2.12.11

Petrarca, Dante e l'angoscia dell'influenza. Nuovi studi in Usa e in Inghilterra.

Giusto di Gand, Petrarca nel suo studio, Palazzo Ducale Urbino
“Petrarca fa mostra di ignorare Dante: scrive al Boccaccio di non provare per quello alcuna invidia, che da giovane ne ha evitato la poesia per non diventarne mero imitatore, e che d'altronde la sua cura non va ora alle cose in volgare, nelle quali colui è supremo, ma a quelle in latino. Tuttavia, sappiamo che lavora costantemente, fino all'ultimo, al Canzoniere volgare, che esso è pieno di echi e riscritture dantesche, che termina con una Canzone alla Vergine (così come l'ultimo canto della Commedia si apre con la Preghiera alla Vergine), e che i Trionfi sono scritti in terza rima. Insomma, Harold Bloom lo definirebbe un caso patente di «angoscia dell'influenza». Ingarbugliato, però, perché non solo psicologico, ma anche metafisico e storico-culturale, come i saggi del presente volume illustrano chiaramente anche nella dialettica che li anima”.
Si apre così l’articolo di Pietro Boitani, dal titolo Dante e Petrarca british style pubblicato il 27 dicembre del 2009 che recensisce una raccolta di saggi di studiosi del Trecento italiano in America e in Inghilterra dal titolo Petrarca & Dante, Anti-Dantism, Metaphysics, Tradition pubblicato a Notre Dame in Indiana (Usa) a cura di Baran’ski e Cachey, due italianisti di grande prestigio in Nordamerica.
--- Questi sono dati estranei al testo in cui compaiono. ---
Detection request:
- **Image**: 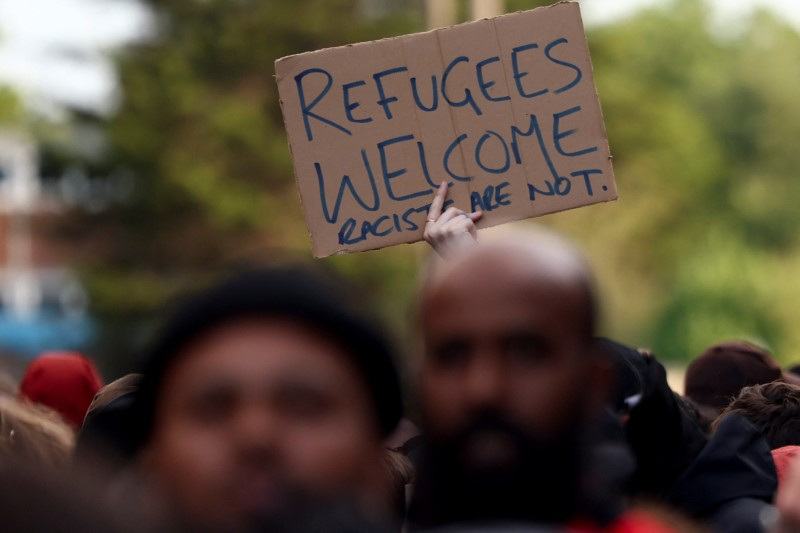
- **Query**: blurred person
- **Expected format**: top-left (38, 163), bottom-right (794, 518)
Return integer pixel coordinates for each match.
top-left (665, 412), bottom-right (776, 533)
top-left (0, 372), bottom-right (18, 398)
top-left (0, 389), bottom-right (167, 531)
top-left (599, 339), bottom-right (708, 499)
top-left (385, 417), bottom-right (421, 451)
top-left (772, 447), bottom-right (800, 489)
top-left (0, 396), bottom-right (74, 468)
top-left (0, 460), bottom-right (148, 533)
top-left (381, 449), bottom-right (414, 525)
top-left (422, 170), bottom-right (775, 532)
top-left (712, 382), bottom-right (800, 451)
top-left (712, 382), bottom-right (800, 490)
top-left (684, 341), bottom-right (795, 424)
top-left (409, 232), bottom-right (678, 531)
top-left (596, 337), bottom-right (648, 426)
top-left (679, 395), bottom-right (712, 436)
top-left (133, 267), bottom-right (404, 531)
top-left (74, 374), bottom-right (142, 472)
top-left (605, 339), bottom-right (776, 533)
top-left (19, 351), bottom-right (104, 428)
top-left (772, 456), bottom-right (800, 533)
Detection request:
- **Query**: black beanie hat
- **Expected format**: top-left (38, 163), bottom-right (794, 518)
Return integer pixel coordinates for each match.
top-left (133, 267), bottom-right (404, 449)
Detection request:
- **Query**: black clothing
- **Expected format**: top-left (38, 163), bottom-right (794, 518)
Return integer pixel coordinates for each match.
top-left (624, 352), bottom-right (708, 497)
top-left (668, 414), bottom-right (777, 533)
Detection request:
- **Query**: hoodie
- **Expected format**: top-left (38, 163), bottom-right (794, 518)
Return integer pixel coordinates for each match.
top-left (624, 352), bottom-right (708, 498)
top-left (667, 414), bottom-right (777, 533)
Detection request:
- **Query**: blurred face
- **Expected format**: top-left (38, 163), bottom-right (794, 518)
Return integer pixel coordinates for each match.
top-left (419, 259), bottom-right (596, 471)
top-left (144, 319), bottom-right (384, 530)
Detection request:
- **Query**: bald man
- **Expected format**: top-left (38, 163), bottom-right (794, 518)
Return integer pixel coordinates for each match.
top-left (409, 231), bottom-right (619, 529)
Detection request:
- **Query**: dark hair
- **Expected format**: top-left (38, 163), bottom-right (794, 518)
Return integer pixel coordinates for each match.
top-left (678, 396), bottom-right (715, 436)
top-left (712, 381), bottom-right (800, 449)
top-left (133, 266), bottom-right (404, 449)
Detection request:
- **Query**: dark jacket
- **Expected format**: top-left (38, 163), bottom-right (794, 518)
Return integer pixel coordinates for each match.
top-left (624, 352), bottom-right (708, 497)
top-left (667, 414), bottom-right (777, 533)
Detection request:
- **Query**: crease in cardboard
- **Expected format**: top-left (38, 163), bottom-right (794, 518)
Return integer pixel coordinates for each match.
top-left (489, 15), bottom-right (537, 219)
top-left (434, 26), bottom-right (475, 208)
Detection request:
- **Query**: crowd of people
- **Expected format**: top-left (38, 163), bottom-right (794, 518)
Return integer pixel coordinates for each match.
top-left (3, 183), bottom-right (800, 532)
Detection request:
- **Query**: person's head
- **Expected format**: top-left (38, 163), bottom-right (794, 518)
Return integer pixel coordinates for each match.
top-left (413, 231), bottom-right (607, 524)
top-left (712, 381), bottom-right (800, 450)
top-left (134, 267), bottom-right (403, 530)
top-left (595, 337), bottom-right (647, 424)
top-left (0, 397), bottom-right (75, 468)
top-left (684, 340), bottom-right (783, 420)
top-left (18, 352), bottom-right (104, 429)
top-left (75, 374), bottom-right (143, 467)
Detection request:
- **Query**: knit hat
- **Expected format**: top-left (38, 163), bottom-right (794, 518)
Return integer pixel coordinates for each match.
top-left (133, 267), bottom-right (403, 448)
top-left (685, 341), bottom-right (782, 411)
top-left (19, 352), bottom-right (104, 428)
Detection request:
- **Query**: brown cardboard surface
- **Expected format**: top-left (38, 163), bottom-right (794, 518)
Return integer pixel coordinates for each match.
top-left (275, 1), bottom-right (616, 257)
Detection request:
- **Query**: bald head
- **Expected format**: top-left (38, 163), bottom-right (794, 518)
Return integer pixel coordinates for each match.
top-left (421, 232), bottom-right (597, 341)
top-left (410, 232), bottom-right (608, 527)
top-left (417, 230), bottom-right (603, 444)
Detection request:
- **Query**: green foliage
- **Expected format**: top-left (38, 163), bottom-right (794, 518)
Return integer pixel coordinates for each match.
top-left (544, 0), bottom-right (800, 362)
top-left (67, 0), bottom-right (800, 365)
top-left (0, 85), bottom-right (22, 125)
top-left (66, 0), bottom-right (424, 365)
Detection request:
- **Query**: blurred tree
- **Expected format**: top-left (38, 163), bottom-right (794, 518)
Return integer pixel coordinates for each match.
top-left (0, 86), bottom-right (21, 125)
top-left (57, 0), bottom-right (425, 368)
top-left (58, 0), bottom-right (800, 368)
top-left (546, 0), bottom-right (800, 362)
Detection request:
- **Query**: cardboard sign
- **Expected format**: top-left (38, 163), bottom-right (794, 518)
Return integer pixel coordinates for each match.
top-left (275, 1), bottom-right (616, 257)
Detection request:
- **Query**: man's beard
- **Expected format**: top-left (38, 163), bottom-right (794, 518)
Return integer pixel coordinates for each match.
top-left (408, 409), bottom-right (587, 529)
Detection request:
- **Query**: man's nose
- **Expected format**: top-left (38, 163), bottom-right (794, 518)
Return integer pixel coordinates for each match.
top-left (463, 352), bottom-right (506, 408)
top-left (231, 401), bottom-right (280, 449)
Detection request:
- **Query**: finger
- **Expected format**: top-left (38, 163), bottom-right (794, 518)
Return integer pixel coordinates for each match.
top-left (433, 214), bottom-right (475, 237)
top-left (449, 214), bottom-right (477, 231)
top-left (426, 215), bottom-right (470, 244)
top-left (436, 206), bottom-right (464, 225)
top-left (468, 211), bottom-right (483, 222)
top-left (468, 217), bottom-right (479, 238)
top-left (426, 181), bottom-right (448, 222)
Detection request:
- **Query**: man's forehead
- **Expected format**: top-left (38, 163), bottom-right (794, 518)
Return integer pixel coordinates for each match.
top-left (168, 320), bottom-right (350, 378)
top-left (160, 320), bottom-right (372, 405)
top-left (423, 235), bottom-right (589, 298)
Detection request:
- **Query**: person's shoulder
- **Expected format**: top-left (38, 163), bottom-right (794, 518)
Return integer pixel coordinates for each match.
top-left (704, 497), bottom-right (772, 533)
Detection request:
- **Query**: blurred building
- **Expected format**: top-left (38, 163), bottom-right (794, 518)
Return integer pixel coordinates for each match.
top-left (0, 131), bottom-right (93, 363)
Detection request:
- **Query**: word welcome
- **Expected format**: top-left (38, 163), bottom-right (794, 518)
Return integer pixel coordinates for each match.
top-left (313, 109), bottom-right (605, 244)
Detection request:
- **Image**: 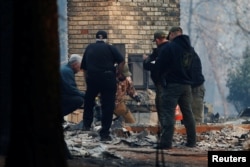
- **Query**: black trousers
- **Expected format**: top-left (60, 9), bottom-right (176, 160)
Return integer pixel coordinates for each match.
top-left (61, 95), bottom-right (84, 117)
top-left (83, 71), bottom-right (116, 137)
top-left (158, 83), bottom-right (196, 147)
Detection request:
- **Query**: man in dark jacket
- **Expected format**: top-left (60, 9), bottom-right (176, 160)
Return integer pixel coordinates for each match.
top-left (154, 27), bottom-right (196, 149)
top-left (168, 29), bottom-right (206, 124)
top-left (143, 30), bottom-right (169, 125)
top-left (81, 30), bottom-right (125, 141)
top-left (60, 54), bottom-right (85, 118)
top-left (143, 31), bottom-right (169, 85)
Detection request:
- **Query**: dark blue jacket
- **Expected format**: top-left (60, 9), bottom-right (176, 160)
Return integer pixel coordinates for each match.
top-left (60, 64), bottom-right (85, 97)
top-left (143, 42), bottom-right (168, 85)
top-left (81, 41), bottom-right (124, 74)
top-left (156, 35), bottom-right (194, 85)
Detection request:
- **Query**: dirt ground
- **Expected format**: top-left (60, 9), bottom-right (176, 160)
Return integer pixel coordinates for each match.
top-left (67, 147), bottom-right (208, 167)
top-left (1, 124), bottom-right (249, 167)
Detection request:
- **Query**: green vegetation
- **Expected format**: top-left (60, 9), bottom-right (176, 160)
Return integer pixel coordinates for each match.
top-left (226, 46), bottom-right (250, 113)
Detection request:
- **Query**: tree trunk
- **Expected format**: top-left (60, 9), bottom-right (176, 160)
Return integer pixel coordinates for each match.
top-left (2, 0), bottom-right (68, 167)
top-left (0, 0), bottom-right (12, 156)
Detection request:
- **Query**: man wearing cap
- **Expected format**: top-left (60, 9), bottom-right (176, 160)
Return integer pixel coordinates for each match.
top-left (168, 27), bottom-right (206, 124)
top-left (81, 30), bottom-right (125, 141)
top-left (154, 26), bottom-right (197, 149)
top-left (60, 54), bottom-right (85, 119)
top-left (143, 30), bottom-right (169, 131)
top-left (143, 30), bottom-right (169, 86)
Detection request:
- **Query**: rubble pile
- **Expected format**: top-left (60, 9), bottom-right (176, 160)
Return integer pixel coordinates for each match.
top-left (64, 122), bottom-right (250, 159)
top-left (177, 126), bottom-right (250, 151)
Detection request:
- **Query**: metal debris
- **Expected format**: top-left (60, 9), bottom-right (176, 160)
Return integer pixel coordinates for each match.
top-left (64, 121), bottom-right (250, 159)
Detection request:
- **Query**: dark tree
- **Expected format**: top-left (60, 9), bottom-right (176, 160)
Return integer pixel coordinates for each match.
top-left (0, 0), bottom-right (12, 157)
top-left (1, 0), bottom-right (68, 167)
top-left (226, 46), bottom-right (250, 113)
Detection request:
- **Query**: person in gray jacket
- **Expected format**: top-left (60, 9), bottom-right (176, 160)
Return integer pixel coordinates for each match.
top-left (60, 54), bottom-right (85, 119)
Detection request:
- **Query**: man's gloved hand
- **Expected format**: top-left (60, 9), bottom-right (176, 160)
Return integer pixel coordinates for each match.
top-left (134, 95), bottom-right (141, 103)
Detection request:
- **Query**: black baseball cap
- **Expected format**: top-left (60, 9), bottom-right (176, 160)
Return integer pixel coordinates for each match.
top-left (169, 26), bottom-right (182, 33)
top-left (152, 30), bottom-right (167, 42)
top-left (96, 30), bottom-right (108, 39)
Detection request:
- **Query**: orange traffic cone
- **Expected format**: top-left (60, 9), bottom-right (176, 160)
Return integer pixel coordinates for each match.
top-left (175, 105), bottom-right (183, 121)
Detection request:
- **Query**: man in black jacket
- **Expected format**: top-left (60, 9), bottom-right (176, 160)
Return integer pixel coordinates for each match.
top-left (81, 30), bottom-right (125, 141)
top-left (143, 30), bottom-right (169, 124)
top-left (167, 28), bottom-right (205, 124)
top-left (154, 27), bottom-right (196, 149)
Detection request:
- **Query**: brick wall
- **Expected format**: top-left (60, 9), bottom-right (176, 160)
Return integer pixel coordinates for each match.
top-left (67, 0), bottom-right (180, 91)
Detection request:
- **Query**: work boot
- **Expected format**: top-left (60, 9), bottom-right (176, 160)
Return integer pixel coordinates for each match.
top-left (185, 142), bottom-right (196, 148)
top-left (100, 135), bottom-right (112, 142)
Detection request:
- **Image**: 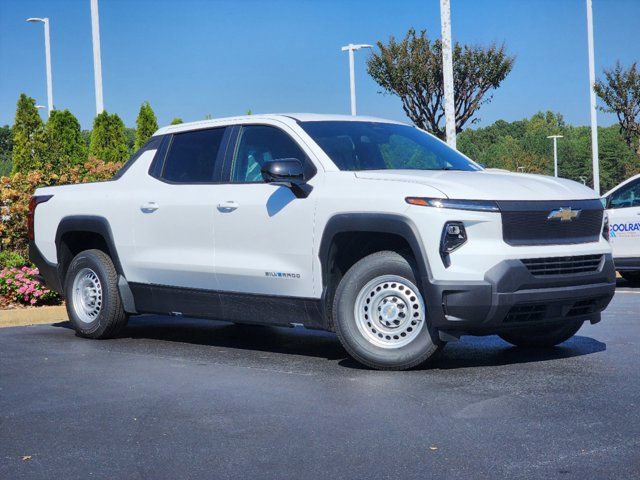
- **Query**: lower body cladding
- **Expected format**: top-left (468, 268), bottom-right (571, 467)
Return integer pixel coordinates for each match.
top-left (423, 253), bottom-right (617, 337)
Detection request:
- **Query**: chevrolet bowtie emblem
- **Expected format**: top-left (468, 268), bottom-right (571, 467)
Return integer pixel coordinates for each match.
top-left (547, 207), bottom-right (581, 222)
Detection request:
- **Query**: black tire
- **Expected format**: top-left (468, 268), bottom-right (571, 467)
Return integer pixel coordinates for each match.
top-left (621, 271), bottom-right (640, 285)
top-left (64, 249), bottom-right (128, 339)
top-left (498, 321), bottom-right (583, 348)
top-left (333, 251), bottom-right (442, 370)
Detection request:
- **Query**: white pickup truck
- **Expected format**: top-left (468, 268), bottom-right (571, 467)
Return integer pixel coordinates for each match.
top-left (29, 114), bottom-right (616, 370)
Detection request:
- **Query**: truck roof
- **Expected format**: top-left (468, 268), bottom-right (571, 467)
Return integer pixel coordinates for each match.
top-left (154, 113), bottom-right (407, 136)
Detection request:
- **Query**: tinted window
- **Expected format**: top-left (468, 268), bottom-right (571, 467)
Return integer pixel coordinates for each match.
top-left (161, 128), bottom-right (225, 183)
top-left (299, 121), bottom-right (480, 172)
top-left (231, 126), bottom-right (310, 183)
top-left (609, 179), bottom-right (640, 209)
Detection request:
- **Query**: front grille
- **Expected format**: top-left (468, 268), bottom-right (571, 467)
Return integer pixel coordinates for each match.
top-left (504, 295), bottom-right (608, 324)
top-left (566, 297), bottom-right (606, 317)
top-left (522, 254), bottom-right (603, 276)
top-left (498, 200), bottom-right (603, 246)
top-left (504, 304), bottom-right (547, 323)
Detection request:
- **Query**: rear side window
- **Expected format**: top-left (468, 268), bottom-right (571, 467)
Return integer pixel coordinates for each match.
top-left (161, 128), bottom-right (225, 183)
top-left (113, 135), bottom-right (163, 180)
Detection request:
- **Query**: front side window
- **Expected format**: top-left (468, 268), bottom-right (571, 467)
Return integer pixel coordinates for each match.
top-left (299, 121), bottom-right (481, 172)
top-left (161, 128), bottom-right (225, 183)
top-left (609, 179), bottom-right (640, 209)
top-left (231, 126), bottom-right (309, 183)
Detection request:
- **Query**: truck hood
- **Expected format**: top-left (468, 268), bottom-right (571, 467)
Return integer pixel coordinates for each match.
top-left (354, 170), bottom-right (598, 201)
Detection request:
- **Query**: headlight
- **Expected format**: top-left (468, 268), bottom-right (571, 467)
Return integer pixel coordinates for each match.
top-left (406, 197), bottom-right (500, 212)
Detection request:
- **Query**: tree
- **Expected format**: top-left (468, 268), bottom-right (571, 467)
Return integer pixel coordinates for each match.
top-left (11, 93), bottom-right (47, 173)
top-left (170, 117), bottom-right (184, 125)
top-left (0, 125), bottom-right (12, 176)
top-left (45, 109), bottom-right (87, 172)
top-left (367, 29), bottom-right (515, 139)
top-left (595, 62), bottom-right (640, 157)
top-left (89, 111), bottom-right (129, 162)
top-left (457, 111), bottom-right (638, 191)
top-left (134, 101), bottom-right (158, 149)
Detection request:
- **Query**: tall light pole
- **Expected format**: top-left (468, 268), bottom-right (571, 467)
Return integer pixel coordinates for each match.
top-left (440, 0), bottom-right (456, 149)
top-left (26, 17), bottom-right (53, 116)
top-left (341, 43), bottom-right (372, 116)
top-left (547, 134), bottom-right (563, 177)
top-left (90, 0), bottom-right (104, 114)
top-left (586, 0), bottom-right (600, 195)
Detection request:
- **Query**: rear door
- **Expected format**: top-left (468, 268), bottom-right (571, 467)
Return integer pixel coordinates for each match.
top-left (128, 127), bottom-right (230, 290)
top-left (607, 178), bottom-right (640, 259)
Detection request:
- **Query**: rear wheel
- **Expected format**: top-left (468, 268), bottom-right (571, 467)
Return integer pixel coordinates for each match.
top-left (333, 251), bottom-right (442, 370)
top-left (64, 249), bottom-right (128, 339)
top-left (620, 271), bottom-right (640, 285)
top-left (498, 321), bottom-right (583, 348)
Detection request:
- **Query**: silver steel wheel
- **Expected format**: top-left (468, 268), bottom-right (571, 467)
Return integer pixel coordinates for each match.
top-left (71, 268), bottom-right (103, 324)
top-left (354, 274), bottom-right (426, 349)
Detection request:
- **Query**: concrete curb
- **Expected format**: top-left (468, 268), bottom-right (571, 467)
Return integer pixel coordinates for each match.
top-left (0, 305), bottom-right (68, 328)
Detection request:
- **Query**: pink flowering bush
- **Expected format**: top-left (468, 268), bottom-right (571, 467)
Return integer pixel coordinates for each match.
top-left (0, 265), bottom-right (59, 306)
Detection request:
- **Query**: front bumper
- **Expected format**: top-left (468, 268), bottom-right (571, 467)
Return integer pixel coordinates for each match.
top-left (423, 253), bottom-right (616, 335)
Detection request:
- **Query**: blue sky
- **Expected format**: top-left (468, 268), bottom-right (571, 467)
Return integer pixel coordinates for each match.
top-left (0, 0), bottom-right (638, 130)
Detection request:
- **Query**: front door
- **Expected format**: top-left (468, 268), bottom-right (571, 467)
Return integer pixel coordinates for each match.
top-left (212, 125), bottom-right (318, 298)
top-left (607, 178), bottom-right (640, 259)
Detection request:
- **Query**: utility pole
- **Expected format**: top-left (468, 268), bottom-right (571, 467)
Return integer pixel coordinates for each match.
top-left (547, 134), bottom-right (563, 177)
top-left (90, 0), bottom-right (104, 114)
top-left (440, 0), bottom-right (456, 149)
top-left (341, 43), bottom-right (372, 116)
top-left (586, 0), bottom-right (600, 194)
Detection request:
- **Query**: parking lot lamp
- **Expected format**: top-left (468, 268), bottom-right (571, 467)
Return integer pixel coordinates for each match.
top-left (26, 17), bottom-right (53, 116)
top-left (341, 44), bottom-right (373, 116)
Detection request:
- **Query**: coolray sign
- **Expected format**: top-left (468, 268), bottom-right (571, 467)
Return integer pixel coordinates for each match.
top-left (610, 222), bottom-right (640, 238)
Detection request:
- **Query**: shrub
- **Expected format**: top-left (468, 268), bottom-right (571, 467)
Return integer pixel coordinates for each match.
top-left (0, 159), bottom-right (123, 257)
top-left (0, 266), bottom-right (58, 306)
top-left (0, 250), bottom-right (26, 269)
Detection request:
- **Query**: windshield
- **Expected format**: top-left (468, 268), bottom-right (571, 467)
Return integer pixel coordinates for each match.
top-left (299, 121), bottom-right (481, 172)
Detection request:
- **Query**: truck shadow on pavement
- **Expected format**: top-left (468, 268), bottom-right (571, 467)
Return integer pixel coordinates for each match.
top-left (54, 314), bottom-right (606, 370)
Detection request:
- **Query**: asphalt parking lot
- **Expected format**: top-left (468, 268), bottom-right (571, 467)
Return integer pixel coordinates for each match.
top-left (1, 282), bottom-right (639, 480)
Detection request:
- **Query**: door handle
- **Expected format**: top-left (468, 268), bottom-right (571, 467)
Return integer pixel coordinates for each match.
top-left (217, 201), bottom-right (239, 212)
top-left (140, 202), bottom-right (159, 213)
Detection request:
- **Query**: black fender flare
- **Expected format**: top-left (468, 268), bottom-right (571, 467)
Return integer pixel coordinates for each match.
top-left (55, 215), bottom-right (124, 275)
top-left (318, 213), bottom-right (434, 294)
top-left (54, 216), bottom-right (136, 313)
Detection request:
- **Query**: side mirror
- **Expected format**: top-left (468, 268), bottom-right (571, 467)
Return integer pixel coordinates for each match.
top-left (600, 195), bottom-right (611, 209)
top-left (261, 159), bottom-right (312, 198)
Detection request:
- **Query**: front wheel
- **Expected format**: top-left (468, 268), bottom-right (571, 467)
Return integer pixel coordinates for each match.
top-left (498, 321), bottom-right (583, 348)
top-left (333, 251), bottom-right (442, 370)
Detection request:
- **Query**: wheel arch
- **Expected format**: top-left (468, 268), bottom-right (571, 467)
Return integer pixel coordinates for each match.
top-left (55, 215), bottom-right (124, 288)
top-left (318, 213), bottom-right (433, 327)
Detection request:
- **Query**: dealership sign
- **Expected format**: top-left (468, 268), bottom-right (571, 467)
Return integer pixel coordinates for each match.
top-left (610, 222), bottom-right (640, 238)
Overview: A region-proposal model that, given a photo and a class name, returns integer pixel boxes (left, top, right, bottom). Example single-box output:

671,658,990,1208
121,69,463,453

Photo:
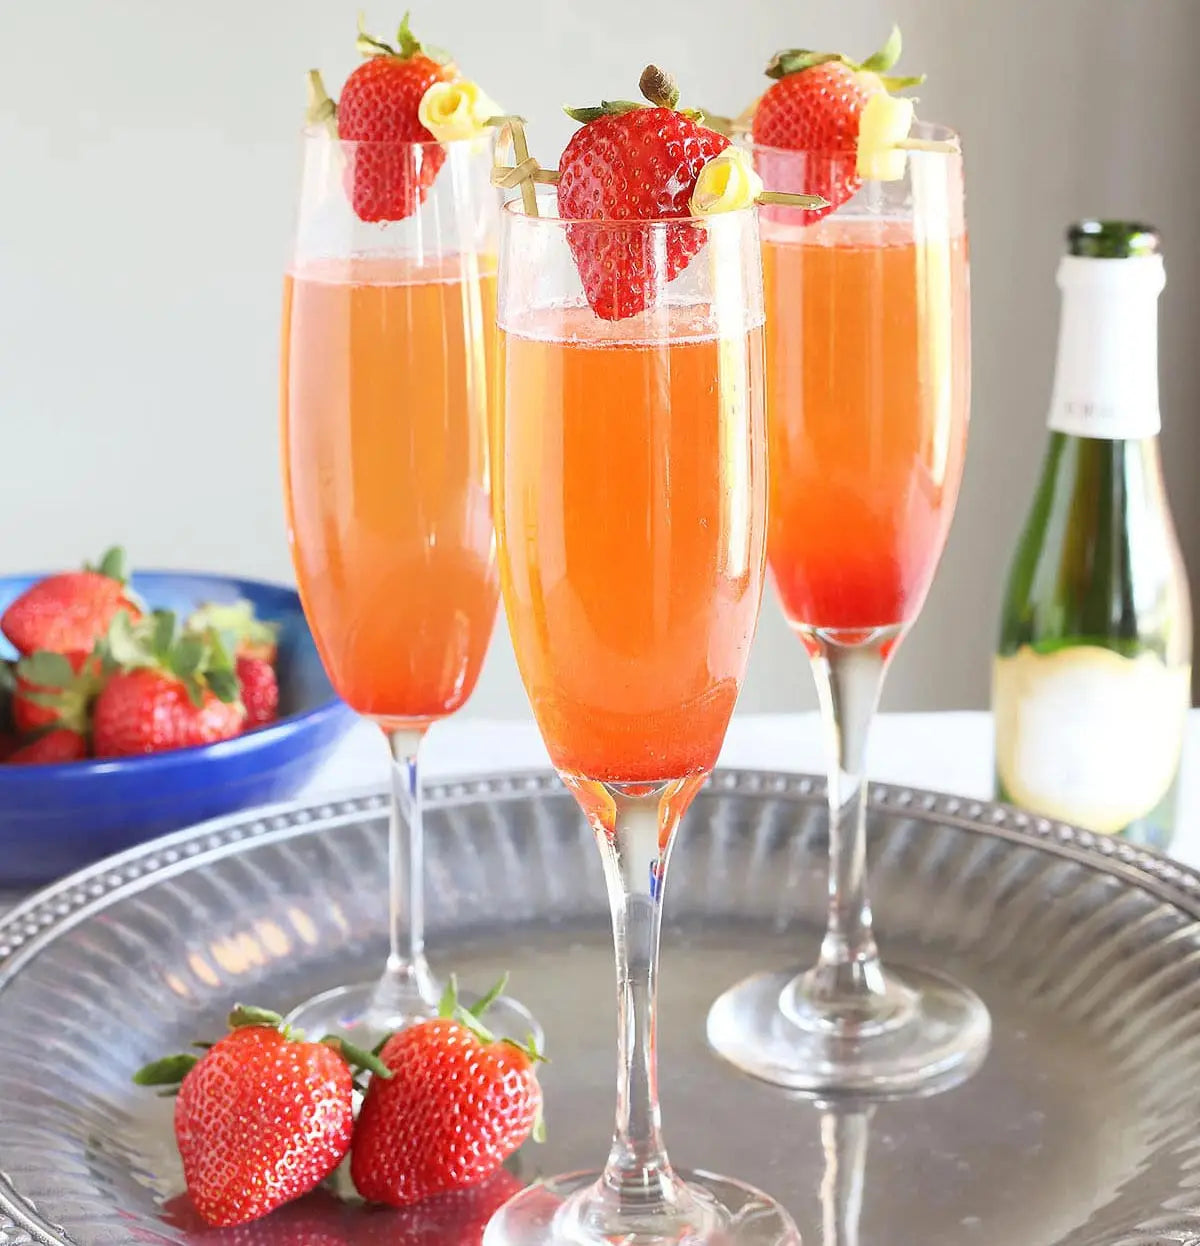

Luca Signorelli, Dante, Cappella Nuova del Duomo, Orvieto
Credo che la critica anglofona e Bairani che efficacemente ne sintetizza gli intenti sveli con efficacia l’inganno in cui Petrarca ha tratto a lungo e per larga parte la storiografia letteraria italiana, presentandosi come tutt'altra cosa da Dante, e con lui non confrontabile, come il fondatore di un Umanesimo che non è contro il Medioevo di cui Dante fu il vate, ma va “oltre”.
La demistificazione dell’oltrismo petrarchesco nel libro americano si realizza attraverso una serie di sondaggi: il rapporto dei due con Cavalcanti; il problema dell’altra donna sia in Dante che in Petrarca; l’Ulisse della Commedia che il poeta aretino ammira e venera, ma che Dante ha collocato all’Inferno. Particolarmente interessante dovrebbe essere il saggio che sistematicamente confronta l’ultimo canto del Paradiso e il Trionfo dell’Eternità, cioè quelli che, sono da molti ritenuti gli ultimi versi italiani rispettivamente composti dai due grandi Trecentisti. Uguale la lunghezza (145 versi in quartine), con una serie di corrispondenze tematiche ed espressive (particolarmente rilevante l’immagine del punto in cui trovano unità e stabilità il molteplice e il mutevole), ma con una assai diversa conclusione. Dante contrappone quel punto, “l’istante senza tempo della comprensione trascendente, il lumen gloriae all’intera storia dell’umano desiderio e dell’esplorazione del tempo”, mentre Petrarca termina con la resurrezione di Laura. (S.L.L.)